As part of the study project, the livestock benefited from a realistic 3D model of a field, with colors adapted to the animals' eyes, thus offering them a landscape much more pleasant than their confined space within a closed. The helmets have been adapted to the structural features of the cow heads so that they can see properly.


Collaboration between farmers, developers and veterinarians

The technique, proposed by Russian farmers in collaboration with developers and veterinarians, seems to have worked, at least in terms of cow mood.
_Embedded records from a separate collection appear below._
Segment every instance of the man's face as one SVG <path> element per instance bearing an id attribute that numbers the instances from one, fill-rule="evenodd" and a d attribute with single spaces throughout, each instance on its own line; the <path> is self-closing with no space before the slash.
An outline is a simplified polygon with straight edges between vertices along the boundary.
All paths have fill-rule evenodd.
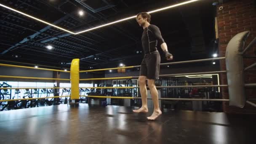
<path id="1" fill-rule="evenodd" d="M 139 15 L 137 17 L 137 22 L 141 27 L 143 26 L 146 23 L 146 21 L 147 21 L 147 18 L 143 19 L 141 15 Z"/>

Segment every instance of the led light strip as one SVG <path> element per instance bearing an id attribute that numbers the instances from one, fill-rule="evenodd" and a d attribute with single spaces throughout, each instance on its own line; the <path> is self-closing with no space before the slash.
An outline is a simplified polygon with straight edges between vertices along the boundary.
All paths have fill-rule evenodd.
<path id="1" fill-rule="evenodd" d="M 157 11 L 165 10 L 166 10 L 166 9 L 173 8 L 174 8 L 174 7 L 177 7 L 177 6 L 180 6 L 180 5 L 184 5 L 187 4 L 188 4 L 188 3 L 193 3 L 193 2 L 196 2 L 196 1 L 199 1 L 199 0 L 189 0 L 189 1 L 187 1 L 187 2 L 181 3 L 179 3 L 179 4 L 174 5 L 170 5 L 170 6 L 168 6 L 168 7 L 164 7 L 164 8 L 163 8 L 158 9 L 157 9 L 157 10 L 154 10 L 154 11 L 149 11 L 147 13 L 155 13 L 155 12 L 157 12 Z M 2 7 L 3 7 L 4 8 L 6 8 L 7 9 L 9 9 L 10 10 L 15 11 L 15 12 L 16 12 L 17 13 L 20 13 L 21 14 L 22 14 L 23 15 L 26 16 L 27 16 L 27 17 L 29 17 L 30 18 L 32 18 L 32 19 L 35 19 L 35 20 L 36 20 L 37 21 L 39 21 L 40 22 L 43 22 L 43 23 L 45 23 L 45 24 L 48 24 L 48 25 L 50 25 L 51 26 L 52 26 L 53 27 L 55 27 L 56 28 L 57 28 L 58 29 L 60 29 L 62 30 L 63 30 L 64 31 L 68 32 L 69 33 L 71 33 L 72 34 L 73 34 L 73 35 L 79 34 L 80 34 L 80 33 L 83 33 L 83 32 L 88 32 L 88 31 L 91 31 L 92 30 L 95 29 L 98 29 L 98 28 L 101 28 L 101 27 L 104 27 L 108 26 L 108 25 L 111 25 L 111 24 L 115 24 L 115 23 L 118 23 L 118 22 L 119 22 L 124 21 L 125 21 L 125 20 L 128 20 L 128 19 L 133 19 L 133 18 L 136 18 L 136 16 L 131 16 L 131 17 L 128 17 L 128 18 L 125 18 L 125 19 L 120 19 L 120 20 L 118 20 L 118 21 L 111 22 L 110 23 L 107 23 L 107 24 L 103 24 L 103 25 L 100 25 L 99 26 L 97 26 L 97 27 L 93 27 L 92 28 L 87 29 L 86 29 L 86 30 L 83 30 L 83 31 L 81 31 L 80 32 L 79 32 L 75 33 L 75 32 L 72 32 L 71 31 L 69 31 L 68 30 L 67 30 L 67 29 L 64 29 L 64 28 L 61 28 L 60 27 L 58 27 L 58 26 L 56 26 L 55 25 L 54 25 L 54 24 L 50 24 L 50 23 L 48 23 L 48 22 L 46 22 L 45 21 L 43 21 L 43 20 L 41 20 L 41 19 L 37 19 L 37 18 L 36 17 L 35 17 L 34 16 L 31 16 L 29 15 L 28 14 L 26 14 L 25 13 L 22 13 L 22 12 L 21 12 L 21 11 L 19 11 L 16 10 L 15 10 L 14 9 L 13 9 L 12 8 L 10 8 L 10 7 L 8 7 L 7 6 L 5 6 L 5 5 L 3 5 L 3 4 L 2 4 L 1 3 L 0 3 L 0 6 L 2 6 Z"/>

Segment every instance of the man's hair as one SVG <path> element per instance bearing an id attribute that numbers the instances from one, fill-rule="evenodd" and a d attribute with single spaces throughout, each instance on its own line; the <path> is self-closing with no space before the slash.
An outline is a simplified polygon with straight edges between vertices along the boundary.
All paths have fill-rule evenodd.
<path id="1" fill-rule="evenodd" d="M 138 13 L 137 14 L 137 17 L 136 17 L 136 19 L 138 18 L 139 16 L 141 15 L 141 17 L 143 18 L 143 19 L 147 18 L 147 21 L 148 22 L 150 22 L 151 21 L 151 16 L 149 14 L 147 13 L 147 12 L 141 12 Z"/>

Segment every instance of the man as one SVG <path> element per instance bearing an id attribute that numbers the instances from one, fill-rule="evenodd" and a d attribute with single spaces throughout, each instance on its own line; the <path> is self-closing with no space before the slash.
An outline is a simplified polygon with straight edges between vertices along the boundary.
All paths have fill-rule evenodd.
<path id="1" fill-rule="evenodd" d="M 155 81 L 159 78 L 160 57 L 157 51 L 157 45 L 165 53 L 168 60 L 173 59 L 173 55 L 168 52 L 167 45 L 165 43 L 159 29 L 155 25 L 150 24 L 151 16 L 146 12 L 140 13 L 137 15 L 137 22 L 143 28 L 141 41 L 145 55 L 141 62 L 140 76 L 139 77 L 140 91 L 141 96 L 142 105 L 133 112 L 148 112 L 146 87 L 146 80 L 147 79 L 149 88 L 150 91 L 154 104 L 154 112 L 147 117 L 149 120 L 155 120 L 162 114 L 158 103 L 158 93 L 155 87 Z"/>

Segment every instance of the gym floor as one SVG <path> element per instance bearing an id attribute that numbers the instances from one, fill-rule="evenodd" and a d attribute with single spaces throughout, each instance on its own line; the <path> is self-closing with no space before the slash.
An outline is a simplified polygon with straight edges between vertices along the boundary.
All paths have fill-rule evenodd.
<path id="1" fill-rule="evenodd" d="M 256 115 L 167 111 L 155 121 L 137 108 L 80 104 L 0 113 L 3 144 L 253 144 Z"/>

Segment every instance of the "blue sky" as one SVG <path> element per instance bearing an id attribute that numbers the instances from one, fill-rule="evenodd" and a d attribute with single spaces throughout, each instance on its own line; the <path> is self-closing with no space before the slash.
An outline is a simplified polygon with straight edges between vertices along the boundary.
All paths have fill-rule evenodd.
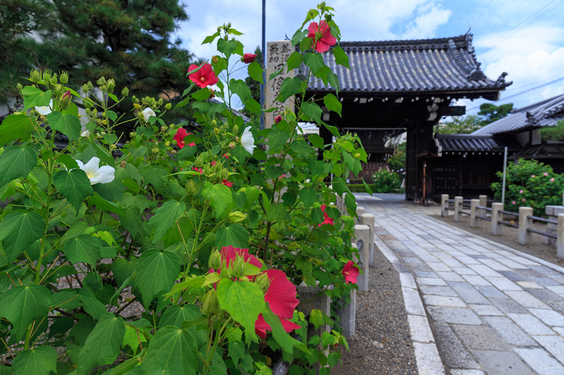
<path id="1" fill-rule="evenodd" d="M 564 93 L 564 0 L 334 0 L 335 21 L 343 41 L 445 37 L 465 34 L 469 27 L 486 75 L 496 80 L 502 72 L 513 81 L 496 104 L 524 106 Z M 317 1 L 266 0 L 266 40 L 291 37 Z M 261 0 L 209 0 L 186 6 L 190 20 L 177 31 L 183 46 L 210 58 L 214 45 L 201 45 L 217 27 L 231 22 L 245 35 L 245 52 L 261 43 Z M 241 77 L 246 75 L 240 70 Z M 461 101 L 468 113 L 482 101 Z M 472 109 L 473 108 L 474 109 Z"/>

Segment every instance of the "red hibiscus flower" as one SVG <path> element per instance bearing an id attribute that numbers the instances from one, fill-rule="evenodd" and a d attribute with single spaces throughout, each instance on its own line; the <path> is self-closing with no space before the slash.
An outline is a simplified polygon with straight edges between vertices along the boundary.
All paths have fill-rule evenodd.
<path id="1" fill-rule="evenodd" d="M 307 30 L 309 32 L 307 37 L 313 40 L 313 48 L 319 53 L 323 53 L 337 42 L 337 38 L 331 34 L 329 25 L 325 21 L 321 21 L 321 25 L 312 22 Z"/>
<path id="2" fill-rule="evenodd" d="M 329 217 L 329 215 L 327 215 L 327 213 L 325 212 L 325 209 L 326 208 L 327 206 L 325 205 L 321 205 L 321 211 L 323 212 L 323 217 L 325 218 L 325 220 L 323 221 L 321 224 L 317 224 L 318 227 L 321 227 L 324 224 L 329 224 L 331 225 L 334 225 L 334 223 L 333 222 L 333 219 Z"/>
<path id="3" fill-rule="evenodd" d="M 347 264 L 343 267 L 343 276 L 345 277 L 345 281 L 346 281 L 347 284 L 349 282 L 352 284 L 357 282 L 357 277 L 358 277 L 359 272 L 358 267 L 355 265 L 354 262 L 352 260 L 347 262 Z"/>
<path id="4" fill-rule="evenodd" d="M 270 310 L 278 316 L 282 326 L 286 332 L 301 328 L 295 323 L 287 320 L 292 319 L 294 316 L 294 310 L 300 303 L 295 298 L 295 286 L 288 279 L 283 271 L 280 269 L 269 269 L 266 271 L 266 275 L 270 280 L 270 286 L 264 295 L 264 300 L 269 303 Z M 267 330 L 271 331 L 271 329 L 261 314 L 255 323 L 255 332 L 260 338 L 265 338 Z"/>
<path id="5" fill-rule="evenodd" d="M 188 72 L 197 69 L 198 65 L 191 65 L 188 68 Z M 204 65 L 195 73 L 192 73 L 188 76 L 190 80 L 196 84 L 198 87 L 207 87 L 212 84 L 215 84 L 218 82 L 219 80 L 216 77 L 216 73 L 212 68 L 212 65 L 206 63 Z"/>
<path id="6" fill-rule="evenodd" d="M 245 53 L 243 56 L 243 62 L 245 64 L 250 64 L 255 59 L 257 58 L 257 55 L 254 53 Z"/>

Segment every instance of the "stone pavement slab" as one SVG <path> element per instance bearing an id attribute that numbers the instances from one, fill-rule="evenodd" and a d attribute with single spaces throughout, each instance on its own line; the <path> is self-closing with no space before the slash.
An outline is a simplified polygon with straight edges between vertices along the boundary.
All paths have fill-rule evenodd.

The first test, conducted on a farm in Krasnogorsk, northwestern Moscow, reduced cow anxiety and increased their overall sense of well-being. Although it is not yet certain that this affects the quality or volume of milk production, a more "comprehensive" study is planned to answer this question.

However, this experience raises some questions: Why not just leave the cows more often in the fields? Is there a risk of disturbing the animals when their helmet has to be removed (for maintenance or changing the battery for example), thus temporarily revealing the sad reality hidden to them?

In a way, it is a solution to a problem created by Man ... But it is equally obvious that this could be considered as an "option" for farms that do not have enough (or at all ) open fields, or for which existing techniques (such as playing nice music) may not be effective.

System developers, meanwhile, plan to extend the VR experience if observations continue to show positive results.